As a Wall Street Journal op-ed noted earlier this year, the aviation industry bringing the Biden administration’s transportation secretary into the multiyear industry tussle over spectrum management didn’t prevent “a collision over 5G wireless spectrum,” nor did it solve the underlying problem. Rather, it enabled the aviation industry to continue using the Department of Transportation (DOT) as a shield in a messy interagency process that has already been through multiple years of technical review cycles and public comment periods. In 2020, the process culminated in a 258-page decision memo from the Federal Communications Commission (FCC), yet the interagency process is still struggling to bring the aviation industry to the table to reach a final solution.
As I have pointed out, the Federal Aviation Administration’s (FAA) own clearance process—not the change in spectrum use—created the currently cumbersome dilemma. When presented with the facts in 2020, the FCC issued the aforementioned interagency report to assuage aviation industry concerns around spectrum proximity by widening the guard band between the spectrum bands of concern by more than twice the amount engineers deemed sufficient to prevent signal interference. It seemed the issue had been put to rest, but two years and one record-breaking commercial spectrum auction later, alleged safety concerns from the FAA again threw a wrench in the process.
The evolutionary path of 5G technology could actually help, not hurt, the aviation industry.

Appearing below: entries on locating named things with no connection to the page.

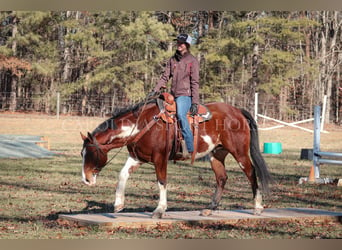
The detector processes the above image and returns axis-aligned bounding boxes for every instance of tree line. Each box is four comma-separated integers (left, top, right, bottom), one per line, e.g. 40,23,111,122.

0,11,342,123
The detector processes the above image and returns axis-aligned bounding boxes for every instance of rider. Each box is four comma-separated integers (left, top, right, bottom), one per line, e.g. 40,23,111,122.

151,34,199,158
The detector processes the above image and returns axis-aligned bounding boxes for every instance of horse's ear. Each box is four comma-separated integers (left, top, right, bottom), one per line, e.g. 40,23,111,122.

80,132,87,141
88,132,94,142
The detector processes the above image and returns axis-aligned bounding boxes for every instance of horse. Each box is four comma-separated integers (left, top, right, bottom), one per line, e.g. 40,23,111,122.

81,95,272,218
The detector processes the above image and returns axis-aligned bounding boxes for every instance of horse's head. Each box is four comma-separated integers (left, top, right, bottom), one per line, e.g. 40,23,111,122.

81,133,107,186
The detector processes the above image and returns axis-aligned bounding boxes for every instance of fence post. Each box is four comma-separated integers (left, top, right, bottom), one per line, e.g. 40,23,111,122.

313,105,321,179
56,92,61,120
320,95,327,132
254,92,259,123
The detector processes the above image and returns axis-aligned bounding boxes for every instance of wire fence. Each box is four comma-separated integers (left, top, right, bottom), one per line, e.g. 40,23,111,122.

0,92,313,122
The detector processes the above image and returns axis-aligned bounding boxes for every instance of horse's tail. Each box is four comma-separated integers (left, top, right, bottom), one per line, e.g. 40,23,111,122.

241,109,272,193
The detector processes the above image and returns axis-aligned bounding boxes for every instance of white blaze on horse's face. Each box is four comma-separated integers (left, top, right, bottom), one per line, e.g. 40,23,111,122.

82,147,97,186
108,124,140,144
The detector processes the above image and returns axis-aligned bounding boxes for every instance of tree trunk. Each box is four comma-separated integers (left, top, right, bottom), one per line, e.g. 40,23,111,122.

9,11,18,111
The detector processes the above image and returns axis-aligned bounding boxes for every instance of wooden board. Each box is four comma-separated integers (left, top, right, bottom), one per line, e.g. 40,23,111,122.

59,208,342,228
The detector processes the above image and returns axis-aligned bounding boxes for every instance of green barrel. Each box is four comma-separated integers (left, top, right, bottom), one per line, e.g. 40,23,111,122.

264,142,283,154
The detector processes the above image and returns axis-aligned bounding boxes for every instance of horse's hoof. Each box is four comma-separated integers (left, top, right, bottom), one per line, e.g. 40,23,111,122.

152,212,165,219
114,205,125,213
253,208,264,215
200,209,213,216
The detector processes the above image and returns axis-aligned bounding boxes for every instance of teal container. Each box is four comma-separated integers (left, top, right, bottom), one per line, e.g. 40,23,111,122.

264,142,283,154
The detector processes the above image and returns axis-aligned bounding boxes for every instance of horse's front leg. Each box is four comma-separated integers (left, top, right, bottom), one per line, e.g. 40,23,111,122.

152,158,167,219
114,156,142,213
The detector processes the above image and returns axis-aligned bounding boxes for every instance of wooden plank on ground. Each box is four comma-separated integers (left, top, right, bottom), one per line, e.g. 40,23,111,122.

59,208,342,228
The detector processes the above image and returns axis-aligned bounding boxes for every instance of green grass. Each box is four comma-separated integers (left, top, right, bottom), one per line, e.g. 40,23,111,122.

0,115,342,239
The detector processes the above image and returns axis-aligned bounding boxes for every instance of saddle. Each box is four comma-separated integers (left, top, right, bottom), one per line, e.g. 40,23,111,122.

157,92,212,164
157,92,212,126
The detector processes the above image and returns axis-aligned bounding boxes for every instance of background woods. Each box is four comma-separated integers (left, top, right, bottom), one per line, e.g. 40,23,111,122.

0,11,342,123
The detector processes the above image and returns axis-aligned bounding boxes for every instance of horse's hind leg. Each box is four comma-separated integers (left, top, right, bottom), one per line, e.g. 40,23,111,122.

233,154,264,215
114,157,142,213
201,147,228,216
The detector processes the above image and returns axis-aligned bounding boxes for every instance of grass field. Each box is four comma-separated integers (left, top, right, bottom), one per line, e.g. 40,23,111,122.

A move toward higher speeds and lower latency for network operations could enable faster data transmission for more efficient ground operations and, by extension, faster services for airlines and their passengers. But at the heart of the dispute, a key fact remains: The airline industry is slow to embrace innovation that does not directly improve its financial bottom line, and it uses the interagency process to delay needed upgrades to the last generation of planes that are still flying with aging altimeters.
New cross-industry standards created through years of engineering input are where the application of 5G can support innovative growth. The International Telecommunications Union has approved a set of worldwide 5G mobile technology standards that enable resilient network ecosystems to drive transformative innovation across multiple industry sectors. The aviation industry will benefit—as will many other industries—from increased efficiency and a capacity for faster data flows, which will bring about numerous technological enhancements, from agriculture to airports.

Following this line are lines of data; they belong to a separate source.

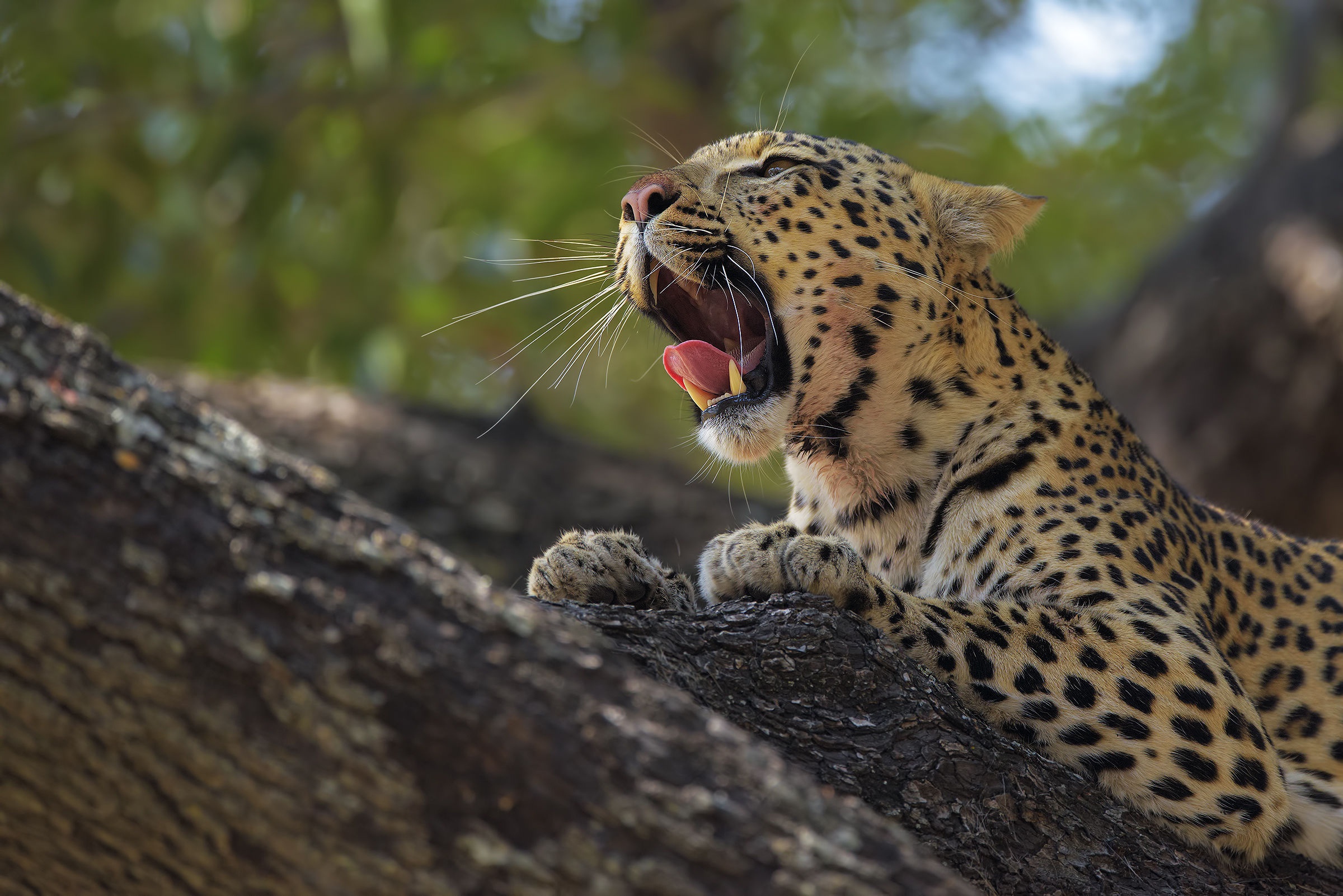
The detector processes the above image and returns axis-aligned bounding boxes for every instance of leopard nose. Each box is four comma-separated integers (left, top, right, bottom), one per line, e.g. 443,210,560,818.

621,180,681,224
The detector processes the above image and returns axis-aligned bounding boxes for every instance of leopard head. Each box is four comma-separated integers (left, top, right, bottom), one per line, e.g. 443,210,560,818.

617,131,1044,463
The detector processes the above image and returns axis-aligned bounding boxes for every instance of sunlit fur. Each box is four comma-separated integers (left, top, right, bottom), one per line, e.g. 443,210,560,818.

542,133,1343,864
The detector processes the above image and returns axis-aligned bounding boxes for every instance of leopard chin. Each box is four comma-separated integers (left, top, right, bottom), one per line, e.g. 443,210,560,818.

696,394,788,464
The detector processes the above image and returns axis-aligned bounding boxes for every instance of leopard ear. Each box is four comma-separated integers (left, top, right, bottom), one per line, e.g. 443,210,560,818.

910,175,1045,256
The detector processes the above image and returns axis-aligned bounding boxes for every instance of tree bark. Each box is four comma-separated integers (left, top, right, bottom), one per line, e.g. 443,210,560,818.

0,281,974,895
8,293,1343,895
173,373,782,587
1060,0,1343,536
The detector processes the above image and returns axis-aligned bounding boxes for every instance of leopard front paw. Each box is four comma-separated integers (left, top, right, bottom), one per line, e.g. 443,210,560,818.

527,530,698,610
699,523,876,606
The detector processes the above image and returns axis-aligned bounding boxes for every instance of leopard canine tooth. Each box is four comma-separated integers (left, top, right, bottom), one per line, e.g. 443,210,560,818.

685,380,713,411
728,358,746,395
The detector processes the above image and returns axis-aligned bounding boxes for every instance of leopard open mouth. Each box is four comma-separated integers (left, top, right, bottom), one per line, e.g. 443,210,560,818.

645,255,780,417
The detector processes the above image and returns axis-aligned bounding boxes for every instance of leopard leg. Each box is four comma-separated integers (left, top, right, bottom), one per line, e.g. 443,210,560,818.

527,530,699,610
699,523,1315,861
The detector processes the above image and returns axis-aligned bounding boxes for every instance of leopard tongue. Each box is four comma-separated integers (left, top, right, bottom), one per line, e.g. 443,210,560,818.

662,339,745,411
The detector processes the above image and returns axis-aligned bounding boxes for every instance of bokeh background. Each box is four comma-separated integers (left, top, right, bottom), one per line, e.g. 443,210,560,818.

0,0,1343,510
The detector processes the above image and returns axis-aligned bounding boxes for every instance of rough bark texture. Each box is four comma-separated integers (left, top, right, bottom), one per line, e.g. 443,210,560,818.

175,373,780,587
0,281,973,895
1060,0,1343,536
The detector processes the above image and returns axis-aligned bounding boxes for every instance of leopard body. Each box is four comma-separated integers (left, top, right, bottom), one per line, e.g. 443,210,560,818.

529,131,1343,864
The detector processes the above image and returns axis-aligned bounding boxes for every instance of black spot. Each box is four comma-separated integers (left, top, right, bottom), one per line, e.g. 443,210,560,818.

1232,757,1268,790
1147,775,1194,802
1064,675,1096,710
1171,747,1217,781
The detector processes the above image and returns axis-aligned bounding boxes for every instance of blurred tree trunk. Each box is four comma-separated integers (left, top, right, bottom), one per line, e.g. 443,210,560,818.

8,281,1343,896
1060,3,1343,536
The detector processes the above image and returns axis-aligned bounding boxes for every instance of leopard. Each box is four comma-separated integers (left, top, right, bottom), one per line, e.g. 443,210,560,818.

528,130,1343,865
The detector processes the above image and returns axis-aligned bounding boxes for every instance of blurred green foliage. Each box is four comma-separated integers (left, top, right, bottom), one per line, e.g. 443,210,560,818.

0,0,1321,493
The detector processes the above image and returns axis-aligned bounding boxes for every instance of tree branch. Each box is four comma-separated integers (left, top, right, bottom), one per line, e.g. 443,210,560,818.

0,290,973,896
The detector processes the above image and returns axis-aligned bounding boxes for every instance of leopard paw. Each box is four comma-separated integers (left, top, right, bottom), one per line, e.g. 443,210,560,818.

527,530,699,610
699,522,876,606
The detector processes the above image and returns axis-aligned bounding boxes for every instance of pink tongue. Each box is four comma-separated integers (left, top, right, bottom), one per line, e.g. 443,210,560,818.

662,339,729,395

With commercial air travel returning to full capacity, the aviation industry’s embrace of innovative technology is benefitting consumers, who enjoy access to website portals and mobile apps that help manage cost and convenience for both the airline and the passenger. Across global networks, these enhancements will continue to improve customer support on the ground via optimized network automation, faster reporting on delays involving weather and equipment-related incidents, easier boarding processes, and lost luggage (almost) becoming a relic of the past.
Additionally, the interconnectivity of the supply chains that underpin employment and customer service depend on a collaborative evolution of technology. Airports are often near population centers that would benefit from 5G innovation processes that increase speed and access to data while enhancing corporate and industry productivity. As WIRED reports, next-generation wireless technology has the capacity to transform transportation, medicine, and manufacturing, but these breakthroughs could be unevenly distributed as stakeholders navigate local regulatory hurdles. Why create the same hurdles at the federal level?

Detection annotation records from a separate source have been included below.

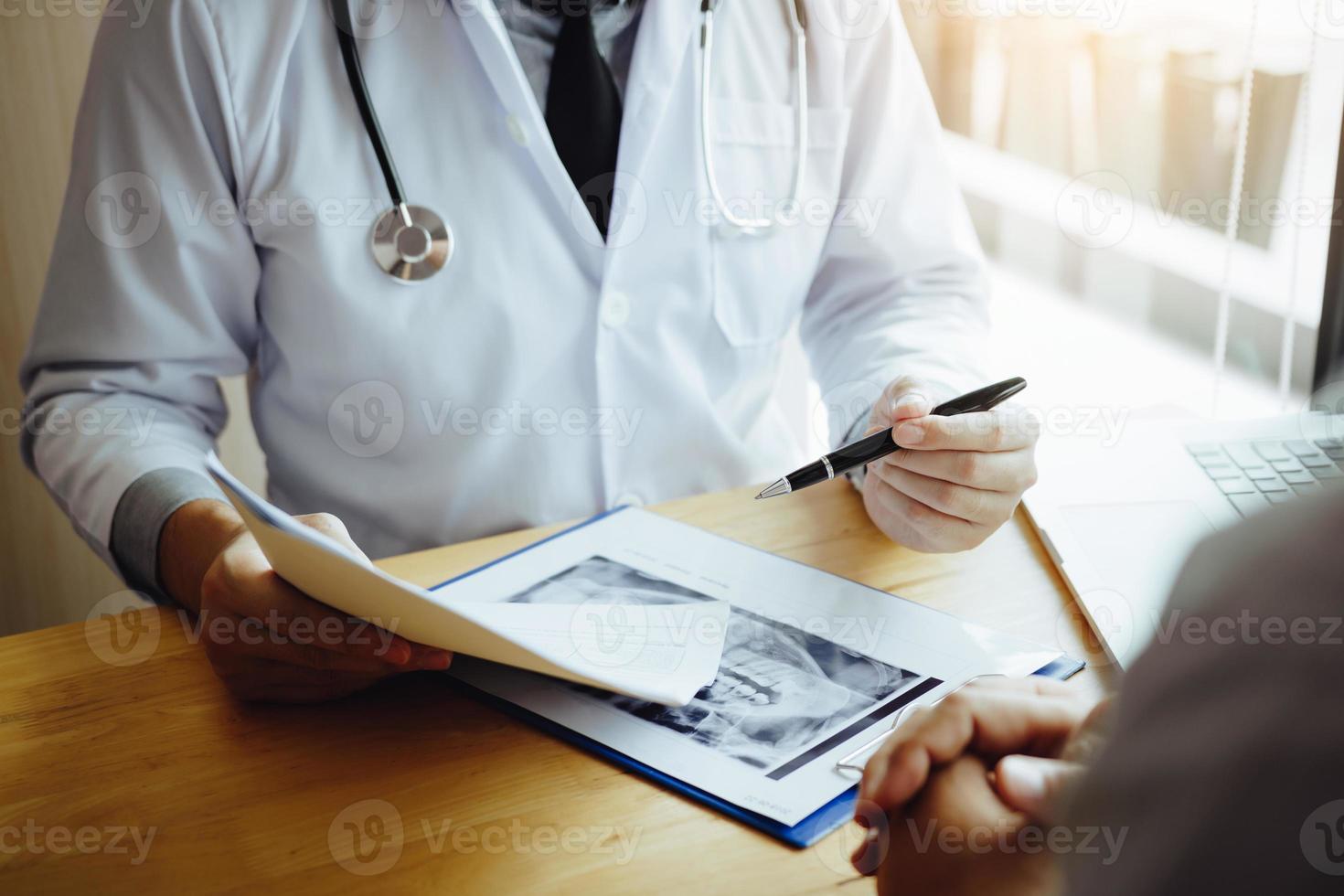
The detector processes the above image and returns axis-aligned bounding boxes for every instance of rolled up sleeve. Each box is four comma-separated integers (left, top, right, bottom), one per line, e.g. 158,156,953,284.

20,0,260,579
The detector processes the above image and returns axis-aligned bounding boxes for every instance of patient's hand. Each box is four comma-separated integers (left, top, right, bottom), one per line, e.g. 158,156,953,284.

853,677,1099,892
158,501,452,702
876,755,1061,896
863,376,1040,552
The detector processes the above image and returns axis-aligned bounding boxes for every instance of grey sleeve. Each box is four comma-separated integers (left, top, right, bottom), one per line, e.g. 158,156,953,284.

109,467,227,603
1064,493,1344,896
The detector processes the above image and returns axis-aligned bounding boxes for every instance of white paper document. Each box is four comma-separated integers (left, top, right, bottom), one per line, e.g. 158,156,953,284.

440,507,1061,827
207,455,729,707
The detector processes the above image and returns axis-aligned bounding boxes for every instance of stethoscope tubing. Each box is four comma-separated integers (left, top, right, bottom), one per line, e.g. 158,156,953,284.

331,0,807,283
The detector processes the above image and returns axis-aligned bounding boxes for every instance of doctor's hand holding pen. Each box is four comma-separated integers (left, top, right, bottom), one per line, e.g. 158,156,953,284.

863,376,1040,552
158,500,453,702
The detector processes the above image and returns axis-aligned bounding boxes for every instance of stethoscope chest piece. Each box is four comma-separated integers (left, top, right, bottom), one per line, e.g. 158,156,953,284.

374,206,454,284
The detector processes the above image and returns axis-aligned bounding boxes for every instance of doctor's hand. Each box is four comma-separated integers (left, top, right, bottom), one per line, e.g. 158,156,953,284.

863,378,1040,553
158,501,452,702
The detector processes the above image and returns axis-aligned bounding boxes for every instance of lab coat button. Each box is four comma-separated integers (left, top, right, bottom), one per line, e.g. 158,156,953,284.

504,115,527,146
601,293,630,329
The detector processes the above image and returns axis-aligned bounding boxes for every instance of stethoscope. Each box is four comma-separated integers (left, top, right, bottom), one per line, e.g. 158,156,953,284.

331,0,807,284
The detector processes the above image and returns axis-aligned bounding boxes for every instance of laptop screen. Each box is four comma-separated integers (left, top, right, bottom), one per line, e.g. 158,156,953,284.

1313,116,1344,392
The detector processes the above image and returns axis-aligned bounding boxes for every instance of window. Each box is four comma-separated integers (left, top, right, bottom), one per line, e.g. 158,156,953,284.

899,0,1344,416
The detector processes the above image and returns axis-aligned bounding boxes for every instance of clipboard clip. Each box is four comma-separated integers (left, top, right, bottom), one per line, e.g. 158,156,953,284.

835,672,1008,776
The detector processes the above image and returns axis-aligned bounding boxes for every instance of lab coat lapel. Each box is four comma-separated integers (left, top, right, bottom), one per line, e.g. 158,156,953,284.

458,3,603,246
617,0,700,189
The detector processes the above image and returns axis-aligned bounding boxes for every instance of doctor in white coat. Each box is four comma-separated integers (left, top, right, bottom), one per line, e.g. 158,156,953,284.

22,0,1035,699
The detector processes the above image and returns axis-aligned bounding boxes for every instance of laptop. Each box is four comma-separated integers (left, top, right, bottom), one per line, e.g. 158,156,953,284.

1023,123,1344,667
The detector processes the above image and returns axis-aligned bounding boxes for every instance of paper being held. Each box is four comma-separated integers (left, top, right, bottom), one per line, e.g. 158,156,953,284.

206,455,730,707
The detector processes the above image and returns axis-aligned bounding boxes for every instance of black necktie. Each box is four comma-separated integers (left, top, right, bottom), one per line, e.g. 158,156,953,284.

546,0,621,240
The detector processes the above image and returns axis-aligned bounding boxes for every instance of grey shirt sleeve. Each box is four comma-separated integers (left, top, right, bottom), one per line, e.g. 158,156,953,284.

1064,492,1344,896
111,467,227,603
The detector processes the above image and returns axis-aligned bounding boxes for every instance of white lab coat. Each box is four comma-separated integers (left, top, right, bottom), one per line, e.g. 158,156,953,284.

23,0,987,567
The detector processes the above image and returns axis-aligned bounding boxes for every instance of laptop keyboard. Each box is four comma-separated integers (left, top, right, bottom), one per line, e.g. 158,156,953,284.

1186,439,1344,516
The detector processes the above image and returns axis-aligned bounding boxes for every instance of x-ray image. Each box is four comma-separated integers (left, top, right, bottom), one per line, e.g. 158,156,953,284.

512,556,919,768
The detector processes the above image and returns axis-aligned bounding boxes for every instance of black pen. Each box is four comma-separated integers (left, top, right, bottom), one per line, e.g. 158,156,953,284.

757,376,1027,501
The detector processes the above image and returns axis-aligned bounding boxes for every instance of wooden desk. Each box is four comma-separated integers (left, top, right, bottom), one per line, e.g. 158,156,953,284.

0,482,1106,895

As FCC Chairwoman Jessica Rosenworcel told Axios, “If we have learned anything from our experience rolling out 5G, it’s that wireless policy matters for economic growth and national security.” Transportation innovation is a layered process that uses networks to transmit real-time information and seek logistical efficiencies around both equipment and passengers. State-of-the art technologies on the ground and in the air have improved both security at airports and safety during flights. But if the speed and progress required to improve our infrastructure design enhancements are left to the DOT, consumers may not experience the significant impact of 5G technologies for a while. Flight operations can benefit from hardware and software upgrades as many other industries already do—if the aviation industry agrees to embrace progress.